Young people around the world are prioritizing an intersectional approach to climate action, including the integration of gender, race, socioeconomic status and disability — with a goal to incorporate as many diverse voices as possible.
Ensuring the voices of youth and future generations are heard loud and clear is one of the objectives of COP27. To engage this group and ensure their perspectives are reflected across the climate agenda, COP27 will host ‘Youth Day’ on 10 November 2022.
Youth Day is intended to engage young people and ensure that their viewpoints are taken into consideration. It is an opportunity to highlight the priorities and challenges of young people and if done correctly, should encourage much needed dialogue with governments, business and society at large.
Mobilizing the next generation
The next generation is mobilizing at enormous rates to combat climate change and advocate for a just transition. This is reflected consistently in the media, and particularly through social media. Users on platforms such as Instagram and TikTok, are convening and aligning on shared messages and campaigns. There has been an increase in widespread digital movements that highlight the need for a more holistic approach. But I’ve also noticed a great deal of climate anxiety and frustration amongst young people — including exhaustion from these forms of activism.
The question then becomes: how can we engage and enable young people — more specifically within the business world — in conversations around climate justice, in a meaningful way?
This is an opportunity for business to listen to their young people. And it’s critical that we turn these conversations into tangible action for a better tomorrow.
The role business plays in driving positive change
Young people are increasingly passionate about climate action — influencing decision making across several areas of their lives. As more people are opting to work for organizations that align with their values, there is an opportunity for business to listen, engage and empower their people to become real agents of change.
At KPMG, I have the great privilege to connect with young leaders across the global organization. I have engaged people who work across functions and are deeply passionate about climate action to understand how young people are mobilizing in their regions, how they anticipate this mobilization and their views and recommendations to engage business in the fight against climate change.
Next generation KPMG leaders from across the globe came together to share their views — here are some highlights from our conversations:
The numbers of climate pledges and sustainability reports are rising, so are emissions. This is not a healthy development, nor does it represent real change. It is important that COP27 helps establish common ground to tackle greenwashing and define a set of priorities towards a climate neutral transition.

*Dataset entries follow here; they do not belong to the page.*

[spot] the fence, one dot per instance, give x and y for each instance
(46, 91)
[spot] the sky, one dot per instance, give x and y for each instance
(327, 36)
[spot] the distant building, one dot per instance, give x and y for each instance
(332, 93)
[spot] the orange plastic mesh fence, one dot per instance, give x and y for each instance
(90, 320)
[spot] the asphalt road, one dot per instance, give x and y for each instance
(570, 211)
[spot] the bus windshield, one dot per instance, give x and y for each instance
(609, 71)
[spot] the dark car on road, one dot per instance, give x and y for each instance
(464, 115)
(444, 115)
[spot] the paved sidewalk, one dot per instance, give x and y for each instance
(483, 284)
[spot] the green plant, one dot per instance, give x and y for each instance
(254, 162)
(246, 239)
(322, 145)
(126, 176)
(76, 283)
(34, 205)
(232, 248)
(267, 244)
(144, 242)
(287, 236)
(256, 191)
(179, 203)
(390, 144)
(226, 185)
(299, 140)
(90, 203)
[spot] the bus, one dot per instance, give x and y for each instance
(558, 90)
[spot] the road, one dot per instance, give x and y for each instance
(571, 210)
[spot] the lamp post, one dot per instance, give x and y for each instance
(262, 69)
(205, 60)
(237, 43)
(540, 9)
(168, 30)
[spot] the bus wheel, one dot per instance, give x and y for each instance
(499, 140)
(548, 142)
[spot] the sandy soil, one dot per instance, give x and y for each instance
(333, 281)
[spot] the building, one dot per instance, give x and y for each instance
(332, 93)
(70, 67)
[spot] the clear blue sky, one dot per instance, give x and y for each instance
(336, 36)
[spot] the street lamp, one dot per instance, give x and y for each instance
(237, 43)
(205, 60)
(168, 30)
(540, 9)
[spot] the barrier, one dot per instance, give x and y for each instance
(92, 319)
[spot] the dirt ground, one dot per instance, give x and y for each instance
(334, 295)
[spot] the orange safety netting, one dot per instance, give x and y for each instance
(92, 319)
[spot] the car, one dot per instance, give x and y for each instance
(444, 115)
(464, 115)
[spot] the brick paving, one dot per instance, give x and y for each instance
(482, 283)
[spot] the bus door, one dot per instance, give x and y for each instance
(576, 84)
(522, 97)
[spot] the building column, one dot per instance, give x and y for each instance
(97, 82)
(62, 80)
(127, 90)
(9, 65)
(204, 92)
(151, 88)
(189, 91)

Senior Manager, Public Sector ESG Lead EMA
KPMG in Germany
In India, there is a growing awareness of the fact that climate change is a human rights and social justice issue which is playing an important role in bringing people together for climate activism and action. Increased social mobility, digitization, and the use of social media in particular are key enablers in spreading awareness and mobilizing young people for climate action.
Associate Consultant, ESG
KPMG in India
The socioeconomic differences faced by African youth are likely to widen from climate change if no action is taken. Next-generation leaders are eager to make impactful changes and should come together by re-skilling and upskilling and be more conscious of a new integrated way of doing business and engaging in dialogue to advocate how climate change impacts people, the planet and overall prosperity.
Senior Manager, ESG Assurance
KPMG in South Africa
In the last few years, I have seen a huge increase of young people not just engaging in, but leading mass mobilization activities across Australia. Yet, there has been this portrayal that young people are only engaging in online activism, instigating support through the ‘like’ system. I couldn’t disagree more with this portrayal. I have seen the evidence of a generation who are impassioned enough to put boots on the ground to generate awareness and real action.
Senior Consultant, Climate Change and Sustainability
KPMG in Australia
I believe that businesses need to think about immediate and longer term ESG - related goals that underpin business objectives. Organizations need to think through and act on what the impact their business has on communities and the planet. What will be your legacy during these pivotal times? How can you reimagine your business and offerings to serve both people and planet for a sustainable future?
Manager, Corporate Sustainability
KPMG in the US
Listening to the voice of the next generation
There is a present need and opportunity for businesses to rapidly transform in light of changing regulatory environments — in a way that’s sustainable for future generations. And to do this, the voice of the next generation should not only be considered but heard, before taking action.
KPMG firms have the ability to facilitate dialogue amongst young people across borders, which then helps to inform conversations and objectives that can have a global impact.
Ways business can engage young people:
- Value the youth perspective and view young people as experts, not simply as diversity tokens.
- Invite young people to be a part of high-level and strategic conversations — consider creating a youth council of leaders.
- Embed those voices into your organization and ensure that group is representative of the business — including gender and racial diversity.
- Collaborate and ideate solutions with these people at the heart of the process.
- Integrate their perspectives and long-term views of the future into core business strategy and implementation.
- Invest in their upskilling, development and exposure as leaders.
Business has a critical role to play in climate action, and KPMG firms can play a big part in supporting clients and communities during this transition. Young people are the leaders of not only tomorrow, but today. Integrating their views and perspectives will be critical to a sustainable strategy for the long-term.
Together, we can draw from wisdom, seasoned and contemporary, to both imagine and implement a just transition for everyone.